A Extreme Mac Pro with 512 gig of UMA at 160 watts? Won't happen but the possibilities.......Apple as a vertical computer company are in a very good position.
No. You're not understanding it correctly. The author didn't do the math right. He has the total times. He has the power draw, but he only measured instantaneous power draw. He could have measured TOTAL power draw.
Using numbers from anantech, the M1 (not m2) Ultra Mac Studio drew 87 watts peak (if the the author of this article did the tests properly, we'd have better numbers), that's 87 watts * 95 secs = 8265 watts total.
for the 4090:
242 watts * 8 secs = 1936 watts total
meaning that even at that "inefficiency", the 4090 is using FOUR TIMES LESS ENERGY.
And if you insist on comparing your laptop to a desktop 4090, let's go back to the M1Pro chip, with MLX library, and why not? because the author does! his "38 wats" to the 4090's peak numbers:
38 watts * 216 secs = 8208 watts total.
Whoops. the 4090 still uses FOUR TIMES LESS ENERGY even than the M1Pro.
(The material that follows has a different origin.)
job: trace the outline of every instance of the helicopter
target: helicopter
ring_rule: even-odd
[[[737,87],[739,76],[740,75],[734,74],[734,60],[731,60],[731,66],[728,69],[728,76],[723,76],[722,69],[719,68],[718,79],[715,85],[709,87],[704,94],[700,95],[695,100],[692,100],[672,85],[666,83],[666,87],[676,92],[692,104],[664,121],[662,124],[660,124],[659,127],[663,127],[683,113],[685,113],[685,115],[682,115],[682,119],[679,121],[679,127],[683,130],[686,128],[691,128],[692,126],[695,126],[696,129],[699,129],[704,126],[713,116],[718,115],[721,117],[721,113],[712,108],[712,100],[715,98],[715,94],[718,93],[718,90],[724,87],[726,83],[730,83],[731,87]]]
Absolutely - Watts (Volts x Amps) are unless without definition eg Watt/hours. Unfortunately this will happen, as journalism is usually the rehashing of other articles without the knowledge to know if they are correct, and then made worse by us and our uninformed comments here. If I wanted to write this article I would have to do the tests myself otherwise I would not have confidence that it was right.